Mini review of tog: the new OpenBSD git browser - throwaway2048
http://akpoff.com/archive/2019/mini_review_of_tog.html
======
paulriddle
I wanted to try it out just for 5 minutes, but alas, I'm on Arch Linux and
can't compile. GNU Make complains about dots in the Makefile (things like
.include and .if) and there are probably more issues like BSD specific
.include <bsd.subdir.mk>.

It's the early days for the tool but hopefully it will become available on
Linux in the future. Because the world totally needs yet another git wrapper
and visualisation tool. I jest of course, but there are already a few tools I
wanted to learn but never dedicated the time for. For example _hub_ command
line utility for working with github. _git-extras_ for lots of small things
like repository statistics. _fugitive.vim_ , a vim plugin that claims to be a
git wrapper so awesome it should be illegal.

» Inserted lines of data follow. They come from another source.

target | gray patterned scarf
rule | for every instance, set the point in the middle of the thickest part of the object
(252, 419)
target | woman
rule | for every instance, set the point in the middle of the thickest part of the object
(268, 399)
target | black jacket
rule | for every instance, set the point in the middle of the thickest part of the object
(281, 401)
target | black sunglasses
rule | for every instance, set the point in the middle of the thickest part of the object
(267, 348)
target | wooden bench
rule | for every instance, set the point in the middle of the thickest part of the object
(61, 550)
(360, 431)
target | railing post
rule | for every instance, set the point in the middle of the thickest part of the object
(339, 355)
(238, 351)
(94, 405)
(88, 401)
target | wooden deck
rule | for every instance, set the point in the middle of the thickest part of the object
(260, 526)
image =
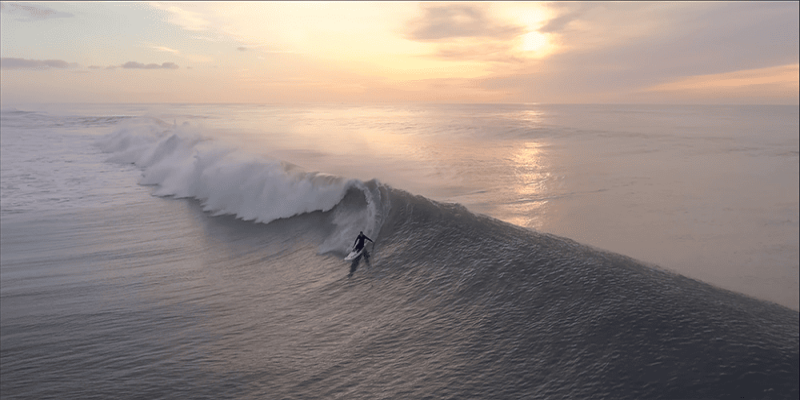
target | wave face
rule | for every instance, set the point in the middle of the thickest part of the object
(451, 304)
(182, 163)
(512, 313)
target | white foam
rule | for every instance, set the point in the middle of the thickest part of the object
(183, 163)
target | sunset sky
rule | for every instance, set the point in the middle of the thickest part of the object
(493, 52)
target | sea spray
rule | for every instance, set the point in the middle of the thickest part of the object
(185, 162)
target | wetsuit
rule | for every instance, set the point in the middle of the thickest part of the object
(359, 243)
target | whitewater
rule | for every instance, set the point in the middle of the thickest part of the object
(521, 251)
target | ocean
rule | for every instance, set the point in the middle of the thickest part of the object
(525, 251)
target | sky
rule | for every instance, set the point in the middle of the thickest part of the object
(399, 52)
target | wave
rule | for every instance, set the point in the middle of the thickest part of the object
(182, 162)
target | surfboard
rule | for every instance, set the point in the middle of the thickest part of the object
(355, 253)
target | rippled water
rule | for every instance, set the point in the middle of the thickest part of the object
(111, 292)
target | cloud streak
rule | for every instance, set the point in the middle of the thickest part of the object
(29, 12)
(453, 21)
(22, 63)
(138, 65)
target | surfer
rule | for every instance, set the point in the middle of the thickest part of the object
(359, 243)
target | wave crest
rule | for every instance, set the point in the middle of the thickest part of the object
(183, 163)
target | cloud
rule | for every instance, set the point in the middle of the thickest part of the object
(137, 65)
(22, 63)
(29, 12)
(186, 19)
(784, 77)
(452, 21)
(165, 49)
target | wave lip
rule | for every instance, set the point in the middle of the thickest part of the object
(183, 163)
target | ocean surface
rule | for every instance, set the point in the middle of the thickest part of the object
(521, 252)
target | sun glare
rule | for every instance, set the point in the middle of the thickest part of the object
(534, 42)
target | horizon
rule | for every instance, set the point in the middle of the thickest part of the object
(276, 53)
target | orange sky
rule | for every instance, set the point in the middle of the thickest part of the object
(288, 52)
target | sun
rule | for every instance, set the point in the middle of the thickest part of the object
(534, 42)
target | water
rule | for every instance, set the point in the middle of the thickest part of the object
(173, 251)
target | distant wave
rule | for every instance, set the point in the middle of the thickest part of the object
(184, 163)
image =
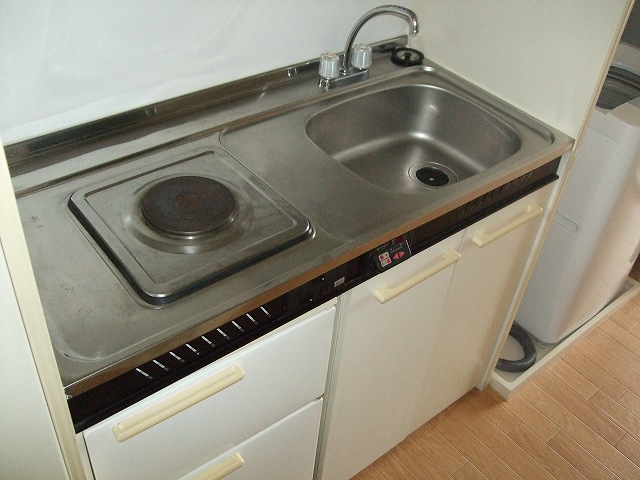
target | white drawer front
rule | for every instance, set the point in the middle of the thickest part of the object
(284, 451)
(281, 373)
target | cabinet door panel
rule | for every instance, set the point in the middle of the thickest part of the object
(381, 353)
(283, 451)
(493, 255)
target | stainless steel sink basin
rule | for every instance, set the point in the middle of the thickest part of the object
(358, 159)
(413, 137)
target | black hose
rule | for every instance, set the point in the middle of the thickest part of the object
(529, 357)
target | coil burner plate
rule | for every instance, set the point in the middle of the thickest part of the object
(188, 206)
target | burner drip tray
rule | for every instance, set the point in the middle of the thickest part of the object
(188, 206)
(196, 217)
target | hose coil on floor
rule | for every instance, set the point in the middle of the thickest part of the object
(529, 357)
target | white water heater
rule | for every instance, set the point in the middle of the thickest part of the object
(594, 238)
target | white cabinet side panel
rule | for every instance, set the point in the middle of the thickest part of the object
(28, 442)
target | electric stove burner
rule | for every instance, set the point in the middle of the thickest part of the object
(197, 217)
(188, 206)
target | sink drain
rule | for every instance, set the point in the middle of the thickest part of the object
(432, 175)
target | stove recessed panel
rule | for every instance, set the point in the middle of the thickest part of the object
(174, 229)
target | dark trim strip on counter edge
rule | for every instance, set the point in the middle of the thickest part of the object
(101, 402)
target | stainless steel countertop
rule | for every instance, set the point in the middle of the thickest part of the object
(98, 327)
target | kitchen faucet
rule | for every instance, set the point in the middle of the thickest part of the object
(357, 68)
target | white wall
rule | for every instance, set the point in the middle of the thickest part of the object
(68, 62)
(71, 61)
(544, 56)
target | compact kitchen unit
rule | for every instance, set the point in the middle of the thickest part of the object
(207, 341)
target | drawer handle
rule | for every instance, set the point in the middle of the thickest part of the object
(176, 404)
(222, 469)
(384, 294)
(531, 212)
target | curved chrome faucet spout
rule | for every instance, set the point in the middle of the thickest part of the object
(396, 10)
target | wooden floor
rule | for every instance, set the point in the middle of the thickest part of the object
(578, 419)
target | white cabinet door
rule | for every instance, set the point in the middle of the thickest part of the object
(493, 255)
(380, 355)
(178, 429)
(284, 451)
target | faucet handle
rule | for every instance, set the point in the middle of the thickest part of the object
(361, 56)
(329, 65)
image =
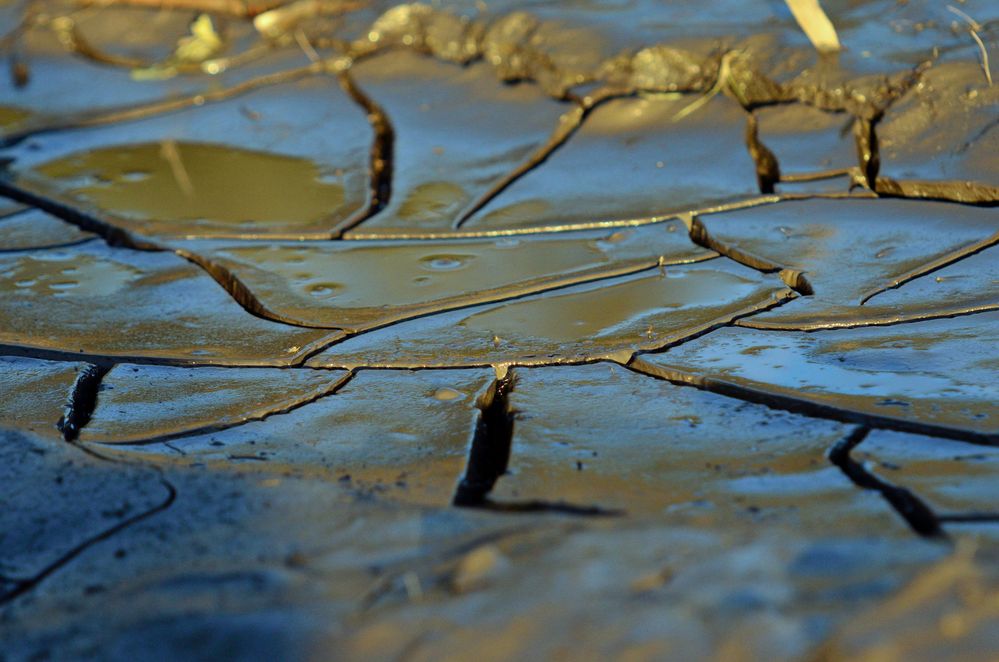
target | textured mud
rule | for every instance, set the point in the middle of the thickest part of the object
(508, 330)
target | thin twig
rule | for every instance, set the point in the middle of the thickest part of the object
(973, 28)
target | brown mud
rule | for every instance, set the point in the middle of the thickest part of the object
(352, 330)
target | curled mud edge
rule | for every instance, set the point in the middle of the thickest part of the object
(935, 265)
(381, 166)
(248, 417)
(23, 586)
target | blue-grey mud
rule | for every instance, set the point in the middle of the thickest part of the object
(494, 330)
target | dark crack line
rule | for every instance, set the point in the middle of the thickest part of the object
(909, 507)
(838, 326)
(767, 165)
(798, 405)
(29, 584)
(381, 166)
(112, 235)
(116, 237)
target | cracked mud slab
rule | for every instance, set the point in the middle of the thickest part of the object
(513, 330)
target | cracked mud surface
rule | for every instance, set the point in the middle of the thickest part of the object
(497, 330)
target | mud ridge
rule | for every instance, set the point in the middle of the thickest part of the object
(834, 325)
(911, 508)
(143, 111)
(935, 265)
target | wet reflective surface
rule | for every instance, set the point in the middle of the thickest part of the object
(509, 330)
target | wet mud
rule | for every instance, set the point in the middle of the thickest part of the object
(507, 330)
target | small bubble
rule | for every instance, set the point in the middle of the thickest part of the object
(446, 394)
(324, 290)
(445, 262)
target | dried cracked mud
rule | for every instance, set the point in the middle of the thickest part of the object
(498, 330)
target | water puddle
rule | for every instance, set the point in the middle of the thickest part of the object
(200, 188)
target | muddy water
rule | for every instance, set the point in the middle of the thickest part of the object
(200, 185)
(696, 325)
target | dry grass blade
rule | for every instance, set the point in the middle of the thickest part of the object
(816, 25)
(974, 27)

Recently I had to find out why a section of code was written a certain way and
decided to hunt for the commit that introduced it. The only way to do it that
I'm currently familiar with is by using github blame interface. The code was
moved around so regular blame showed the commit that moved the code instead of
introduced it. Github allows you to jump to a commit before the change, so I
did that a couple of times while looking at the diff of where the code was
removed from, because this was the place I actually needed. Overall I felt
rather clumsy doing that and wondered if learning to do it on command line
would be easier in the future. How can tog help here? Avoiding learning to use
git on command line by itself isn't a good idea in any case, but a proper
browser that allows to easily dive through history without shell trickery or a
dozen of HTTP requests is a welcome addition.

Also, for tools like this I think video demonstration is best.

------
throwaway2048
Would appreciate it if mod didn't change the title on this, because as of
presently, nobody has any idea what "tog" is.